The 28-24 scoreline gives but the barest whiff of the excitement, or of the game’s quite unscriptable climax. Indeed, for much of the first half it was oddly listless. Though they went in only tied at 14-14, New England seemed to have matters under control. For the first 25 minutes, the Seahawks’ Russell Wilson did not throw a single completion, before making belated amends with a pair of scoring drives. But then the heroes took over.

One of them, inevitably, was the Patriots’ Tom Brady, now just the fourth quarterback to win four Super Bowl rings, his claim to be the greatest at his position in NFL history stronger than ever.

At 37, Brady still has it: not just that mesmeric quickness of eye and the throws like angry darts zooming to their intended target but, most important, an unbelievable competitive instinct. Great players in every sport have that drive. Few, however, have it like Brady.

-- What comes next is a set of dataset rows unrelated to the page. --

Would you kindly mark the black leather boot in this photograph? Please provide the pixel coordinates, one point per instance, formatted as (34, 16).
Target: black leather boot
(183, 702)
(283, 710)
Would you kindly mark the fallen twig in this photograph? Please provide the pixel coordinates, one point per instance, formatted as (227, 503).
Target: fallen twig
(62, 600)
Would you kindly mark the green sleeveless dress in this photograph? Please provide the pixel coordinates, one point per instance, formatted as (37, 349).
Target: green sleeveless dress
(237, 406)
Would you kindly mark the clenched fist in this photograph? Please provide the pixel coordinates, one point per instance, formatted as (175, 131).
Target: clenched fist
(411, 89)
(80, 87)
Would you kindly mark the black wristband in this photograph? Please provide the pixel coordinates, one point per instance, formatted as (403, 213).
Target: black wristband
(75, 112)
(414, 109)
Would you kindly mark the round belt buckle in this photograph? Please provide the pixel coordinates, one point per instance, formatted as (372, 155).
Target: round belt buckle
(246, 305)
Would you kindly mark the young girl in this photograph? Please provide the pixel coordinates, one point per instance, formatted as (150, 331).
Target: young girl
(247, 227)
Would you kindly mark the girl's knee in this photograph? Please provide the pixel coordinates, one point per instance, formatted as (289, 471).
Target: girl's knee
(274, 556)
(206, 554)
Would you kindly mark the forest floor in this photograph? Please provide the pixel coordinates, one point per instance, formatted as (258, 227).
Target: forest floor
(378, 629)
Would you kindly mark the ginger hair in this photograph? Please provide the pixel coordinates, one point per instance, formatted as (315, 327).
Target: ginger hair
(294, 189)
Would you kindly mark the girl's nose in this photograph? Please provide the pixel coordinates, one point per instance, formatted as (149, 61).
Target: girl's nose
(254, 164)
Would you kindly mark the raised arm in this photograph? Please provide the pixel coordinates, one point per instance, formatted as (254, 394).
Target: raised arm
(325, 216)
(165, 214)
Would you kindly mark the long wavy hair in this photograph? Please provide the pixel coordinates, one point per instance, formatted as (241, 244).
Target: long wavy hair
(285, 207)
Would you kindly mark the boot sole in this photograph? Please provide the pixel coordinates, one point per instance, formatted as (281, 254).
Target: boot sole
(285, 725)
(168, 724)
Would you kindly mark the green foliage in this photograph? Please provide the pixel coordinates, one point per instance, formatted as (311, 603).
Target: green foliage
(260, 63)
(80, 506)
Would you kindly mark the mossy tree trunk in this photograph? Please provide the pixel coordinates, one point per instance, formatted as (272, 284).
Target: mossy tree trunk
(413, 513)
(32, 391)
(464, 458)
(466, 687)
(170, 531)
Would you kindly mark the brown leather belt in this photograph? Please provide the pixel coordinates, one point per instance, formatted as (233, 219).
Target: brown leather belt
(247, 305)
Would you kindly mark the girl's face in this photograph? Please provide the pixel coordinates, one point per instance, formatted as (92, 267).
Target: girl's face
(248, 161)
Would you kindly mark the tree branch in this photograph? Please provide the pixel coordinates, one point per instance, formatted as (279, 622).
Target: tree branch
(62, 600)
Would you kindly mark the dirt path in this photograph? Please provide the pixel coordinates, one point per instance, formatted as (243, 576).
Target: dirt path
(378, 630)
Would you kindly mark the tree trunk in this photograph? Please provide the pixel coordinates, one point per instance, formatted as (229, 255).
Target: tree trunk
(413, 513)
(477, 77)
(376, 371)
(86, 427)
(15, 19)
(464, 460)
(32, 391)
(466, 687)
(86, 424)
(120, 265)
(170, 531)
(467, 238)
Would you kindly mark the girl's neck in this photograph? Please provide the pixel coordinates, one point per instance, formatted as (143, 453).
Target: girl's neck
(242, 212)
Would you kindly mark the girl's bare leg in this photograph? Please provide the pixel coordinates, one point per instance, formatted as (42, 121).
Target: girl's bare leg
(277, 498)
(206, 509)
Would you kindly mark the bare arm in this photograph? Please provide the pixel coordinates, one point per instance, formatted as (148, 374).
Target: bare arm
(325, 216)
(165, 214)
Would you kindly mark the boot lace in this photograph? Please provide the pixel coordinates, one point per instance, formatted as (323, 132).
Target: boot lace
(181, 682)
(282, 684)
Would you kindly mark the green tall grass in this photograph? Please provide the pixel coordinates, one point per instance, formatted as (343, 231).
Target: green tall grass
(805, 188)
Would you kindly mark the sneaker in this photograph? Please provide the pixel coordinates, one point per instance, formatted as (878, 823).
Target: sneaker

In the third quarter, he seemed to be buckling as the Seahawks’ relentless defence gave him no respite, closing down every throwing avenue, forcing him into errors.

Malcolm Butler, left, makes the crucial, late interception that clinched Super Bowl victory for the Patriots (EPA)

Seattle moved into a 24-14 lead and the cameras fastened on the Patriots’ talisman, watching from the touchline bench, dejected and apparently resigned, the personification of a great power crumbling. Then those competitive juices started to flow. In the fourth quarter, Brady went 13-for-15 for 124 yards and two more touchdowns, making him 37-for-50 and 328 yards for the game. Those two scores boosted his overall touchdown total in six Super Bowls to 13, a record. Indeed, on Sunday night, according to the statisticians, he broke, equalled or extended no less than eight Super Bowl records.

But no less fittingly in this extraordinary contest, when it mattered most, everything hinged on someone few would have heard of. A year ago, Malcolm Butler was a virtually unknown cornerback for the West Alabama Tigers, down in the nether regions of college football. On Sunday night, as an undrafted rookie, he won the Patriots the Super Bowl.

As the game entered its final minute, Wilson threw a Hail Mary down the rightfield line in the direction of Seahawks receiver Jermaine Kearse. Harried by Butler, Kearse seemed at first to have lost his chance. Instead, the football bounced off his every limb – but somehow not the ground. Lying on his back, he finally made the completion. The gain was 31 yards and the Seahawks, amazingly, were first and goal, the Patriots at their mercy, a virtually routine three yards from a touchdown and victory.

Then, even more amazingly, a fluke for the ages was followed by a mistaken call for the ages. Surely the Seahawks’ mighty running backs would get to finish the job – but instead coach Pete Carroll opted for a pass play. “I just knew what was coming,” Butler said. He did, making the interception that, with just 20 seconds on the clock, gave possession back to the Patriots and with it the game.

To his credit, Carroll took responsibility for the calamity. “We were on the precipice of another championship,” he confessed, adding that “there was nobody to blame but me, a very hard lesson to learn”.

Thus ended Super Bowl XLIX. Brady, for the third time, was voted Most Valuable Player and insisted many good years are in him yet. Meanwhile, for 12 more months at least, the Patriots remain the NFL’s greatest power.